2009-03-22 00:00:38 | 田村隆一
 「破壊された人間のエピソード」も「ことば」を問題としている。

近代日本語はたしかに旅をしたが
その言葉によって造られた人間は
どんな地平線と水平線を見たというのだろう
ぼくらか連れ出された世界は
死者と死語と廃墟にみちていて

 「言葉=人間」と田村は缶が堰堤ル。「言葉によって造られた人間」という表現は、それを端的に語っている。ことばこそが人間である。ことばこそが、その人である。
 この詩を書いている田村は、インドで夜行列車にのっている。車掌がやってきて、ウイスキーをわけてくれ、と言う。
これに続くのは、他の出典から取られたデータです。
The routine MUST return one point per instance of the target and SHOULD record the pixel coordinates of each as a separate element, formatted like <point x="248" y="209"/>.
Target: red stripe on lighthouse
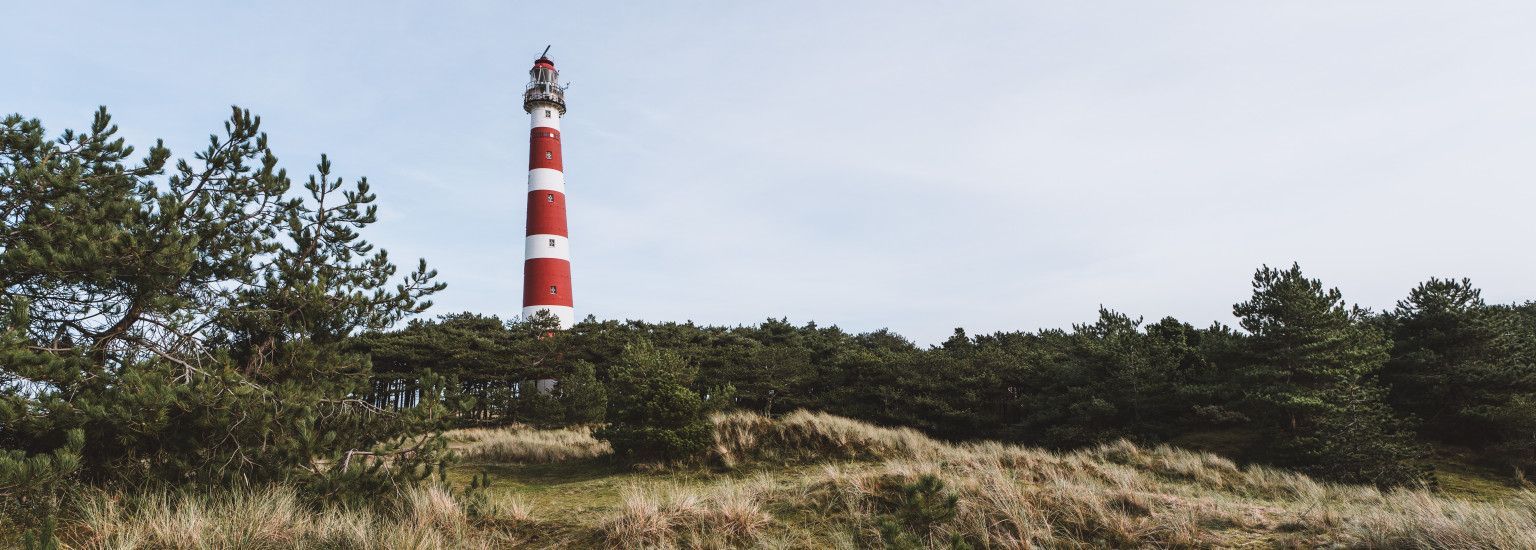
<point x="546" y="212"/>
<point x="544" y="148"/>
<point x="547" y="281"/>
<point x="546" y="266"/>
そのあと、

ぼくは怖しい話を聞いた 夜汽車を狙う
集団強盗が出没していて乗客から
金や宝石を奪いとると
ピストルを面白がって撃つそうだ
ピストルを撃つ
弾丸が獲物の肉体を貫通する
肉体に穴があいて
赤い血が噴出する
獲物が悲鳴をあげる

それがおもしろくてしようがないのさ
人間が獲物に変身することだって痛快なんだ
あの夜汽車の車掌がウイスキーをもらいにきた意味がやっとわかってきたぞ

 この「車掌がウイスキーをもらいにきた意味」とは何だろう。つづく連に、「夜汽車の車掌が悪夢を見ないために」とあるから、たぶん車掌は列車強盗が襲って来る悪夢から逃れるためにウイスキーをほしがったというのが田村の考えていた「意味」かもしれない。
 けれども、私は違ったことを考えた。
 「人間が獲物に変身することだって痛快なんだ」。「変身」と「痛快」。それが「意味」だと思った。人間は何かになる。何かに変わる。そのことが「痛快」であり「おもしろい」。だとしたら、車掌が田村に「ウイスキーを少しいただけないでしょうか」というとき、車掌は何であり、田村は何であるのか。車掌は乗客にサービスする人間ではなく、田村はサービスを受ける人間ではなくなっている。「変身」している。その「変身」はささやかで、はっきりとは見えないかもしれないけれど、やはり「変身」である。ふたりは車掌-乗客ということばで造られた(そういうことばであらわすことのできる)人間ではなく、「車掌」「乗客」ということばをはぎ取られた人間である。ことばをはぎとられ、つまり、「水平」の回路をはぎ取られ、それぞれが垂直の方向に洗い直された人間である。それが「痛快」である。--その「痛快」を車掌は求めていた。そして、田村はそれに答えた。「乗客」としてではなく、洗い直された人間として。
 この瞬間が、旅なのである。この旅の瞬間、田村は「死者」と向き合っていない。「死語」をかわしていない。もちろん「廃墟」のなかにいるわけでもない。

 詩は、次のようにおわる。

電話のベルが鳴り
長い長いサナダ虫のような電話線で
人間は
人間の言葉で
喋っているが

おたがいに理解しあったためしがないじゃないか
誤解に誤解をかさねて
ぼくらは暗黒の世界から生れ
暗黒の世界へ帰って行くのさ
一条の光り
その光りの極小の世界で
歩きつづけている
ぼくらの
奇妙で
滑稽で
盲目の
旅の

エピソード

 田村は、インドの夜汽車でウイスキーを分けてくれと言う車掌に会った。そのとき、たしかに「旅」をした--そう田村は、言うのである。